How to get kids and teens to take social distancing seriously
In parts of the United States, coronavirus rates among under-18s are almost double adult rates.
Texas Governor Greg Abbott has blamed the state’s COVID-19 spike on people under 30.
In Victoria, that is not the case, but there are concerns youth infection rates may surge if we don’t make sure children and teenagers observe social distancing rules.
Psychologist Michael Carr-Gregg says getting the message through to young people requires a specialised strategy.
“The key is you can’t scare young people straight. You’ve got to understand that yelling at them doesn’t work,” he told Neil Mitchell.
How Michael Carr-Gregg says children can be convinced to social distance:
“I think we should tell them stories. I think we should arm them with information,” he said.
“Maybe we could talk to them about Italy, where on February 13th there were three cases, no deaths, today 238,000 deaths and 34, 675 deaths.”
- Use social media
“We need specific messaging for young people.
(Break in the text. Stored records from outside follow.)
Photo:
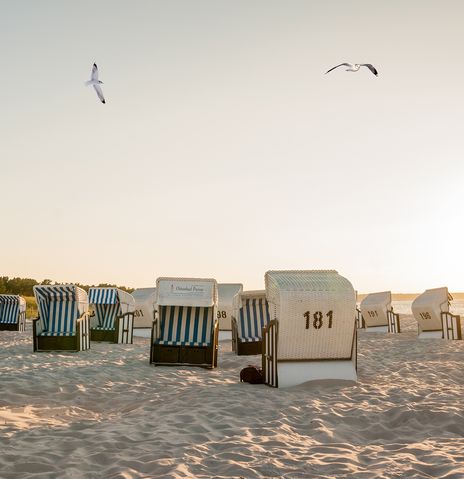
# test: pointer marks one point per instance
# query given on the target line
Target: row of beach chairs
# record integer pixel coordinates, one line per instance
(303, 324)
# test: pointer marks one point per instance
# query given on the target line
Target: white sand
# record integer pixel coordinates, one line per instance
(107, 413)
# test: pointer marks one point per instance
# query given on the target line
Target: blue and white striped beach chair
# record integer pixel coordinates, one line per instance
(12, 312)
(63, 322)
(112, 319)
(251, 315)
(186, 329)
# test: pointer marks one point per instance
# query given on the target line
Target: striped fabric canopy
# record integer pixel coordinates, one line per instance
(103, 296)
(185, 326)
(254, 315)
(59, 308)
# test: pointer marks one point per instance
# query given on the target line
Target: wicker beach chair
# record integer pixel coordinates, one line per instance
(226, 293)
(378, 315)
(251, 315)
(430, 309)
(312, 332)
(12, 312)
(112, 318)
(186, 329)
(63, 322)
(145, 307)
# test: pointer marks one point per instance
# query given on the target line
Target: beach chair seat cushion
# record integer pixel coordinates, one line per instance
(185, 326)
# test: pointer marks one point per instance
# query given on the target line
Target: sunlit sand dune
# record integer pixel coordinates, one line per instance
(106, 413)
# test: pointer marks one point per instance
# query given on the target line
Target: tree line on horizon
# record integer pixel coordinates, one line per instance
(24, 286)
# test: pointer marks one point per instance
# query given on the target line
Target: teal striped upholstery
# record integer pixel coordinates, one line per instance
(9, 309)
(253, 316)
(58, 310)
(185, 325)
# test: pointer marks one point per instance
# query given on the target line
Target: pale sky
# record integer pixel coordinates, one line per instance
(223, 150)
Maybe using social media, Tik Tok or something like that.
“If we could find one person who is a social influencer who really makes a big difference to them, who they’ll take credibly, that would be a good idea.
“Celeste Barber is very, very popular, and Turia Pitt … she’s an amazing social influencer.”
- Personalise the issue
The elderly and those with underlying health issues are at greatest risk, while many young people won’t experience symptoms if infected, so remind them of their loved ones who are at greater risk.
“They are probably the first to discount the importance of physical distancing,” Dr Carr-Gregg said.
“The biggest problem, I think, is that they’re less likely than adults to have symptoms.